Building a Multi-Tenant RAG Agent Platform with Go, Qdrant & the Vercel AI Gateway

How Nexora ingests PDFs, DOCX, websites and Q&A pairs, chunks and embeds them with OpenAI's text-embedding-3-small, stores 1536-dim vectors per-agent in Qdrant, and streams grounded answers via SSE. Real architecture: Go + Gin + GORM + Asynq workers + Vercel AI Gateway.

Building a Multi-Tenant RAG Agent Platform with Go, Qdrant & the Vercel AI Gateway

Last updated: May 2026 · By JB (Muke Johnbaptist) — architecture lifted from the Nexora repo I shipped this year.

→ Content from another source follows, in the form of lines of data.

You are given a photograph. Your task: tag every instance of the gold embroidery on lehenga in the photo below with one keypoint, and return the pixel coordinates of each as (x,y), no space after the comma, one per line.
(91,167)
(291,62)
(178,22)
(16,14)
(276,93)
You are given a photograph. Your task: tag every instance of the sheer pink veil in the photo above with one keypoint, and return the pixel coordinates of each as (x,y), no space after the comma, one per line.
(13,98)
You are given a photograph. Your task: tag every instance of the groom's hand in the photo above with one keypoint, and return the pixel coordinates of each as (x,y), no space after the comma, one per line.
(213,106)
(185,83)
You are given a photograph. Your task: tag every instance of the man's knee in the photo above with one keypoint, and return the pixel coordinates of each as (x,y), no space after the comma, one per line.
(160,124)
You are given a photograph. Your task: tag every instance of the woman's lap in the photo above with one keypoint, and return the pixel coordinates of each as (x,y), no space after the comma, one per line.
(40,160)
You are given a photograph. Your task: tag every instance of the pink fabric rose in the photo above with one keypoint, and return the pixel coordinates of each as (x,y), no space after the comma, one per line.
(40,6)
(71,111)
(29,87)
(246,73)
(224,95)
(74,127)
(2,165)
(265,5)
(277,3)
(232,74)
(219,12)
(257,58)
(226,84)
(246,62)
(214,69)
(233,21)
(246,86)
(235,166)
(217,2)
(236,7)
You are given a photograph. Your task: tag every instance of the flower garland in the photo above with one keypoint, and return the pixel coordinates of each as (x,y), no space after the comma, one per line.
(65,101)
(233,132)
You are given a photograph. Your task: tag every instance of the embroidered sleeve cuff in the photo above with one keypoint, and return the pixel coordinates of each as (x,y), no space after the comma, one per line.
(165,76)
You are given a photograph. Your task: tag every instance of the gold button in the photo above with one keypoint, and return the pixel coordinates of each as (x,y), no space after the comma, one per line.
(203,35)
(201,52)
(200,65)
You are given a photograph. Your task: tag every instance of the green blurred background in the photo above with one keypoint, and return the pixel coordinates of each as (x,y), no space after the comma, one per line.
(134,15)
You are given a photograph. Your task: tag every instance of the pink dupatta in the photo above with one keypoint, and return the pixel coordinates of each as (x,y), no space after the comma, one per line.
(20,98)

A SaaS RAG platform isn't "stuff documents into a vector DB and call OpenAI". It's a half-dozen background jobs, three storage layers, careful tenant isolation, and a streaming response that's actually grounded in the right chunks. Get any one of those wrong and you ship a chatbot that hallucinates customer-support answers.

This guide is the full architecture behind Nexora — a multi-tenant RAG agent builder where every customer gets their own agents, their own knowledge bases, and their own per-workspace vector collections. Go + Gin on the backend, Qdrant for vectors, Asynq for jobs, and the Vercel AI Gateway so the model layer is one config flip away from Claude → Gemini → GPT.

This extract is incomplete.